“Escuta a música que fiz com a tua letra. O que tu acha? Posso colocar no disco?”
Eu não lembrava de ter mandado aquilo para o Felipe (Mello, da Doidivanas). Muito menos de ter escrito. Fiquei confuso demais. Ainda mais se tratando de um dos compositores e cantores mais talentosos com quem tive o prazer de tocar e conviver. Forcei a memória por todos os lados. Enfiei um barbante por um ouvido e puxei pelo outro, pra ver se extraia alguma pista dos meus neurônios. Nada. Nenhum verso relampejava sinapse qualquer. Eu precisava ter uma única prova sequer que aquilo era meu.
“Felipe, tem certeza que esta letra é minha?”
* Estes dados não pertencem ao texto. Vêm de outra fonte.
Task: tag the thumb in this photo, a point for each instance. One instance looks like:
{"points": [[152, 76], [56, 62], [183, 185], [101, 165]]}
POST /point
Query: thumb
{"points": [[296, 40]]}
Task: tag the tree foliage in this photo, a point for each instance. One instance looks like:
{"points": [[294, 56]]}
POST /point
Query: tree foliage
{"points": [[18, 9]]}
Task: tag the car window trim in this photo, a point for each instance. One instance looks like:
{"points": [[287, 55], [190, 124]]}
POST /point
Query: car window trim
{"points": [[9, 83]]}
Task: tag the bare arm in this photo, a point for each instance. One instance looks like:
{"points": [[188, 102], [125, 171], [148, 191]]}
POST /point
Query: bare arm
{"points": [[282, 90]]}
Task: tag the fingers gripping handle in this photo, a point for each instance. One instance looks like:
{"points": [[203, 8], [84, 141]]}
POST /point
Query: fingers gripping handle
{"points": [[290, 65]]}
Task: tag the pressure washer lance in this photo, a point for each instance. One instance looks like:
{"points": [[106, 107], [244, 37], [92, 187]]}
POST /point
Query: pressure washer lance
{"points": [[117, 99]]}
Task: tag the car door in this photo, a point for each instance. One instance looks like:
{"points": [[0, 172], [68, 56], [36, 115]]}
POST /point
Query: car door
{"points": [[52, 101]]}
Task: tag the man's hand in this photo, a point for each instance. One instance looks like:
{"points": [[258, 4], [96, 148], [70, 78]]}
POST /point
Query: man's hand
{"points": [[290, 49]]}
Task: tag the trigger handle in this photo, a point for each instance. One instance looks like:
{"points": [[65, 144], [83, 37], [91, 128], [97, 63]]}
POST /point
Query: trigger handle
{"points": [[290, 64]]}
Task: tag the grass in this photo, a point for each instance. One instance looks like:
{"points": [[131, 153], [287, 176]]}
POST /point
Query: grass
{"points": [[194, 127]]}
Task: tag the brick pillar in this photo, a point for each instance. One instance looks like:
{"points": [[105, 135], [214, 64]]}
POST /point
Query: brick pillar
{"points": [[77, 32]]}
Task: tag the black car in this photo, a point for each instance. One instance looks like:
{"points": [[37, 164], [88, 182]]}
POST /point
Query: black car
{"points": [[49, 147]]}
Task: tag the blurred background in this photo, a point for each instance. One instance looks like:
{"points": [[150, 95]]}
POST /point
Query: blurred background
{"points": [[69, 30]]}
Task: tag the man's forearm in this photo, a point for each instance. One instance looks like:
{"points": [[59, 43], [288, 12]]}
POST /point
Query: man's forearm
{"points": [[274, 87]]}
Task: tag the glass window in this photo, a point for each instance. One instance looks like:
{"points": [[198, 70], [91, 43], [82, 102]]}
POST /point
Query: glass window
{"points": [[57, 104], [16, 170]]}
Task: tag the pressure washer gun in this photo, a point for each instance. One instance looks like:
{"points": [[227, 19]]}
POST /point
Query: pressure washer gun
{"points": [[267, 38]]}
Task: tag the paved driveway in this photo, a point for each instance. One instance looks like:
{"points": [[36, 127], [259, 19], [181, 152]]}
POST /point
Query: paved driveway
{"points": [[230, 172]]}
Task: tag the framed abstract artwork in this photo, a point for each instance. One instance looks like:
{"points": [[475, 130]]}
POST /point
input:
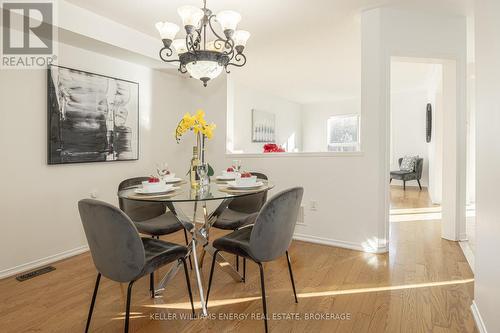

Ele garantia. Pelo menos que havia enviado pra ele. Mas eu estava incrédulo. Afinal, todo mundo pode se enganar, trocar as bolas, fazer uma “felipada”. Tá certo, meu estilo meio fajuto de compor estava ali — palavras óbvias, rimas fáceis, toantes (ou assonânticas), construção reta. Mas isso não bastava. E o pior: “o que eu quis dizer com ela?”. Foi quando, um sopro de sanidade — uma microdescarga elétrica, das mesmas que mantêm um trauma vivo na cabeça — me fez lembrar de um caderno velho onde anotava coisas, versos, ideias em geral. Era um bem surrado da faculdade; reaproveitado. Bingo! Estava lá, com minha caligrafia. Ufa! Alívio! Afinal, o meu nome constaria nos créditos do CD e, definitivamente, não queria cometer injustiça com alguém.
Eu ainda precisava batizar a canção, mas não tinha entendido o contexto e a intenção que dei na época. Tranquilo, me pus a interpretar as figuras de linguagem dali. Pela primeira vez na vida, consegui ver algo meu de fora, isento, com os olhos de um terceiro. E gostei. Fiquei feliz. Estava direitinho, apesar de algumas liberdades poéticas que talvez não me permitisse hoje.
Esse olhar externo foi o que me fez escrever este post. Eu sempre quis ver um show da minha banda, mas estando sobre o palco tocando não era possível. Todo mundo que trabalha com criatividade, e com arte principalmente, carece de opinião. A melhor opinião, sem dúvida, seria a sua mesmo, se fosse possível se ausentar de si para um olhar imparcial.
“Dois Polos” foi como a chamei. Está lá, abrindo o disco “O Som da Paisagem” do trabalho solo de Felipe Mello, chamado “Aeroflip“, o qual também tive o privilégio de fazer o projeto gráfico. E, claro, o disco é ótimo, com destaque para “A Casa das Canções”, “Um Blues Depois de Mim” e “Quando o Coração É Um Violão Desafinado”.